Most products receive ratings above 4 stars.
amazon %>%
ggplot(
aes(
x = reorder(category,
discount_percentage_num,
median),
y = discount_percentage_num
)
) +
geom_boxplot(fill = "purple") +
coord_flip() +
labs(
title = "Discount Percentage by Category",
x = "Category",
y = "Discount (%)"
)
Some categories offer significantly larger discounts than others.
ggplot(
amazon,
aes(
x = discount_percentage_num,
y = rating
)
) +
geom_point(alpha = 0.5,
color = "darkgreen") +
geom_smooth(method = "lm",
color = "red") +
labs(
title = "Relationship Between Rating and Discount",
x = "Discount (%)",
y = "Rating"
)
## `geom_smooth()` using formula = 'y ~ x'
## Warning: Removed 1 row containing non-finite outside the scale range
## (`stat_smooth()`).
## Warning: Removed 1 row containing missing values or values outside the scale range
## (`geom_point()`).
The trend line helps determine whether larger discounts influence ratings.
amazon %>%
group_by(category) %>%
summarise(
avg_price =
mean(actual_price_num, na.rm = TRUE)
) %>%
slice_max(avg_price, n = 10) %>%
ggplot(
aes(
reorder(category, avg_price),
avg_price
)
) +
geom_col(fill = "tomato") +
coord_flip() +
scale_y_continuous(
labels = comma
) +
labs(
title = "Average Price by Category",
x = "Category",
y = "Average Price (₹)"
)
Certain categories contain substantially higher-priced products.
amazon %>%
mutate(
rating_group =
cut(rating, breaks = 5),
discount_group =
cut(
discount_percentage_num,
breaks = 5
)
) %>%
count(
rating_group,
discount_group
) %>%
ggplot(
aes(
rating_group,
discount_group,
fill = n
)
) +
geom_tile() +
scale_fill_viridis_c() +
labs(
title = "Heatmap of Ratings and Discounts",
x = "Rating Group",
y = "Discount Group"
)
The heatmap highlights the most common rating-discount combinations.
amazon %>%
arrange(desc(rating_count_num)) %>%
slice(1:10) %>%
ggplot(
aes(
reorder(
product_name,
rating_count_num
),
rating_count_num
)
) +
geom_segment(
aes(
xend = product_name,
y = 0,
yend = rating_count_num
),
color = "gray"
) +
geom_point(
size = 4,
color = "blue"
) +
coord_flip() +
labs(
title = "Top Reviewed Products",
x = "Product",
y = "Review Count"
)
These products have the highest customer engagement.
p <- ggplot(
amazon,
aes(
x = actual_price_num,
y = rating,
text = product_name,
color = category
)
) +
geom_point(alpha = 0.7) +
labs(
title = "Price vs Rating",
x = "Price (₹)",
y = "Rating"
)
ggplotly(p)
Users can interactively explore products by hovering over points.

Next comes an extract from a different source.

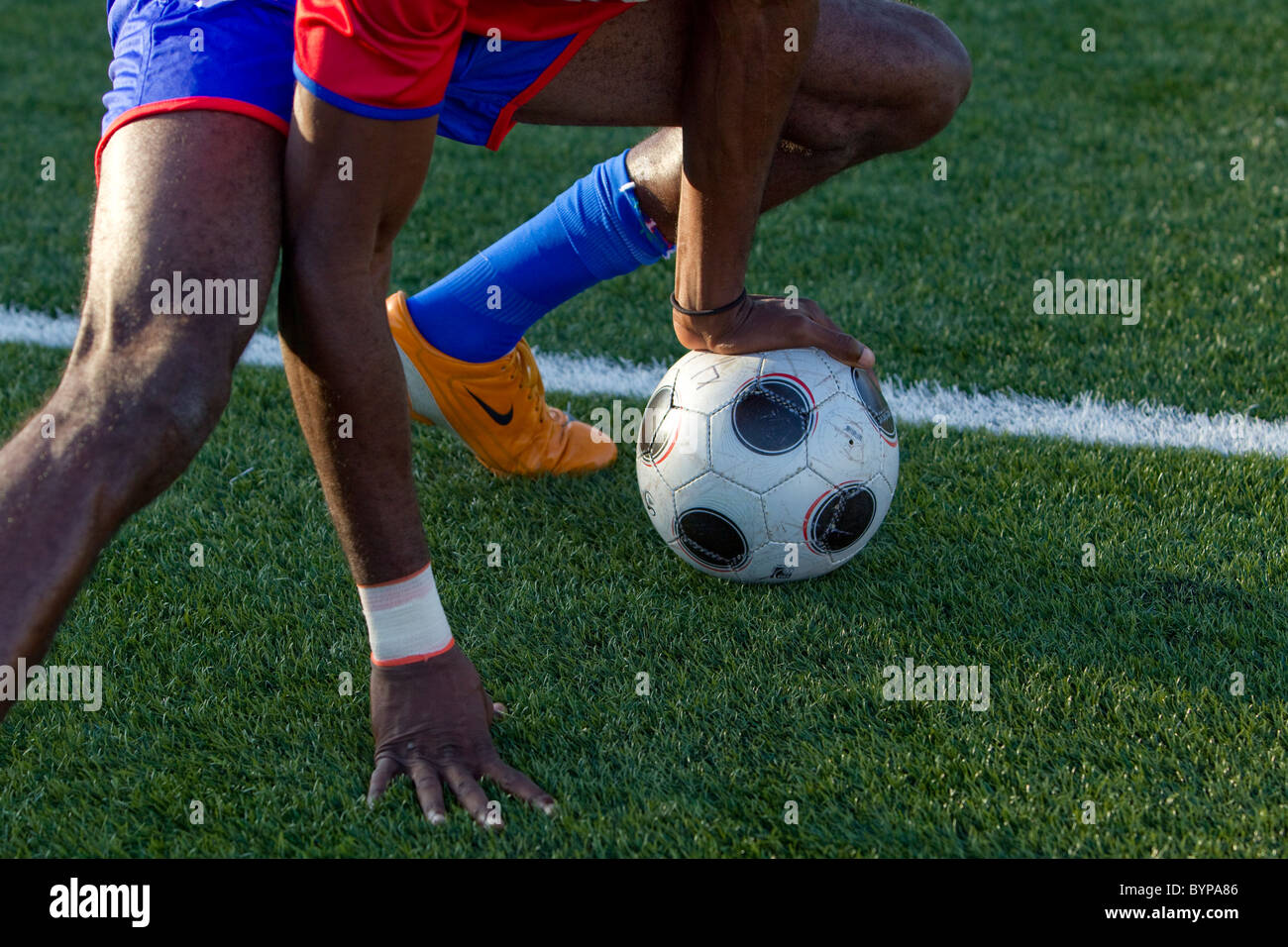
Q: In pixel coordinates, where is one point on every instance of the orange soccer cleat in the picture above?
(497, 408)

This analysis examined pricing, discounts, ratings, and customer reviews in Amazon products. The visualizations revealed differences among categories, customer preferences, and pricing strategies. Interactive and static visualizations together provide a comprehensive view of product performance and customer engagement on Amazon.